# Lying Vs. Being Honest



## NephilimAzrael (Oct 26, 2008)

Kysinor said:


> *How* other individuals possibly chose to interpret my message is not a fault of my own; which can be easily manipulated; which is why I say people perceive information different. Usage of either rhetoric and / or personal writing style does not make a message less true -- in fact I would say that it has actually little to do with it at all I would say; again; I do not imply that you stated this.


Please clarify why this assertion is relevant. I understand that one may assume that use of rethoric is important, yet, over emphasis of rhetoric is what I was shedding light on, in general, rather than specifically in your posts.
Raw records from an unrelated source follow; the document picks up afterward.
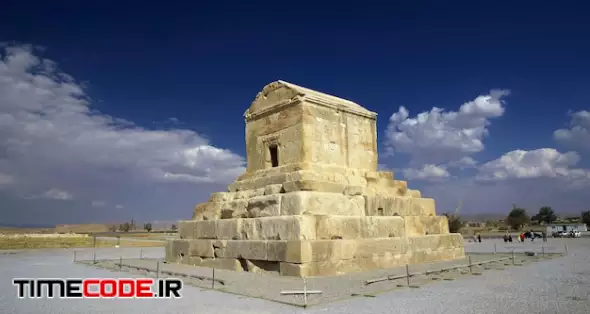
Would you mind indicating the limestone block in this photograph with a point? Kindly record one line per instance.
(423, 225)
(354, 190)
(424, 206)
(219, 197)
(306, 251)
(207, 211)
(267, 228)
(312, 185)
(194, 260)
(414, 193)
(380, 260)
(263, 267)
(276, 250)
(372, 175)
(296, 269)
(264, 206)
(368, 247)
(357, 206)
(323, 268)
(339, 227)
(438, 255)
(242, 194)
(179, 249)
(383, 227)
(357, 181)
(222, 263)
(378, 205)
(273, 189)
(202, 248)
(302, 175)
(249, 249)
(170, 257)
(197, 229)
(236, 208)
(229, 229)
(402, 186)
(286, 228)
(320, 203)
(350, 227)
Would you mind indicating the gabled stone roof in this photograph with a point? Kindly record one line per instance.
(283, 92)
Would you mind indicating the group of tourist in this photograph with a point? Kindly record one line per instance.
(526, 235)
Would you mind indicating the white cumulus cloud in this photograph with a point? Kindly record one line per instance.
(544, 162)
(51, 136)
(440, 136)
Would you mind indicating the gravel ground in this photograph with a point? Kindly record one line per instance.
(549, 286)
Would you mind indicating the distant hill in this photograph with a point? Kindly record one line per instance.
(28, 226)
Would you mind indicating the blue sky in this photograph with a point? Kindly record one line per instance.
(181, 77)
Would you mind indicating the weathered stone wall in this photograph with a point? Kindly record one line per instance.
(324, 209)
(274, 127)
(339, 138)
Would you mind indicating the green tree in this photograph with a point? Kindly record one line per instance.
(517, 218)
(125, 227)
(545, 215)
(455, 223)
(147, 227)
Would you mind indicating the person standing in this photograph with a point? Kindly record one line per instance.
(544, 236)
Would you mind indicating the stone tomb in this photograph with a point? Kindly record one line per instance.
(311, 201)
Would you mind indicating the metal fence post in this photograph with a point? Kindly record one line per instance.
(157, 270)
(213, 281)
(304, 291)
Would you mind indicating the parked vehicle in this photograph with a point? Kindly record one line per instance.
(560, 234)
(574, 234)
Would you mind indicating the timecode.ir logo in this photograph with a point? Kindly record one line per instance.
(93, 288)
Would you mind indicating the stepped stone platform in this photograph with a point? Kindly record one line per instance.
(311, 202)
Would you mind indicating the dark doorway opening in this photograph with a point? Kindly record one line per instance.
(274, 155)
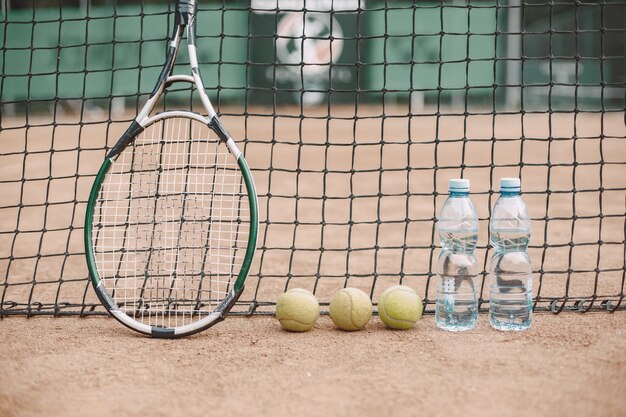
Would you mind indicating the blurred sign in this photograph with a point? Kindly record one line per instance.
(298, 57)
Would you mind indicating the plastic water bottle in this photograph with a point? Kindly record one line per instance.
(457, 301)
(510, 279)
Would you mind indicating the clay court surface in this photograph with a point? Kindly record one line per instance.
(341, 154)
(570, 364)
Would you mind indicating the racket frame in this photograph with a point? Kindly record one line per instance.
(184, 24)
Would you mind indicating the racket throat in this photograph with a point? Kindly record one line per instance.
(216, 125)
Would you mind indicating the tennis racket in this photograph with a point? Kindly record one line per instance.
(172, 218)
I do attempt to maintain as close a balance as possible between logic, rhetoric and dialectic measures.



> My reference to how people perceive information by NF in relation to MBTI was ignorance by my side; so I take that back except that I do still state that people perceive different.


This is strongly dependent on your own knowledge of what perception entails.. I am speaking on perception as it has come to be understood through knowledge amassed.. The cognitive process of understanding/being aware of sensory information.. As far as this goes, I assert that the use of this perception requires a judgement to be made, should any effect have to come about. Or even:



James Gibson said:


> perception and movement are two sides of the same coin, the coin is action


Whereby the motives of perception are not inherently representative of the reality of anything.. 
Human perception is greatly flawed in presenting the truth by itself.. 



> Usually isn't very accurate indeed. Just because I'm honest about a thing doesn't necessarily mean that the thing I'm implying isn't true due to my possibility of ignorance; but just because I ought to be a little ignorant about an issue now whenever it might be doesn't make my intent of honesty being less valid even though it *could* be not valid. And certainly could the lack of knowledge be the source of such; but always?


I do not understand what you are sating here.. The message itself can cause it to be perceived as unmeasured, it may not be biased, but some of the criteria for it to be honest is lacking. This is what I mean by unintentionally misleading someone. You are being honest (I am taking in good faith) and thus, I do not assume you have any intent to mislead, thus you are not lying to me.. However, truth is not the diametric opposite of lies. Likewise, honesty remains upon a spectra, in which case, if one does not intentionally aim to mislead or misinform someone, they are not lying, they are failing to be honest. This is what forms dishonesty. Does that make sense?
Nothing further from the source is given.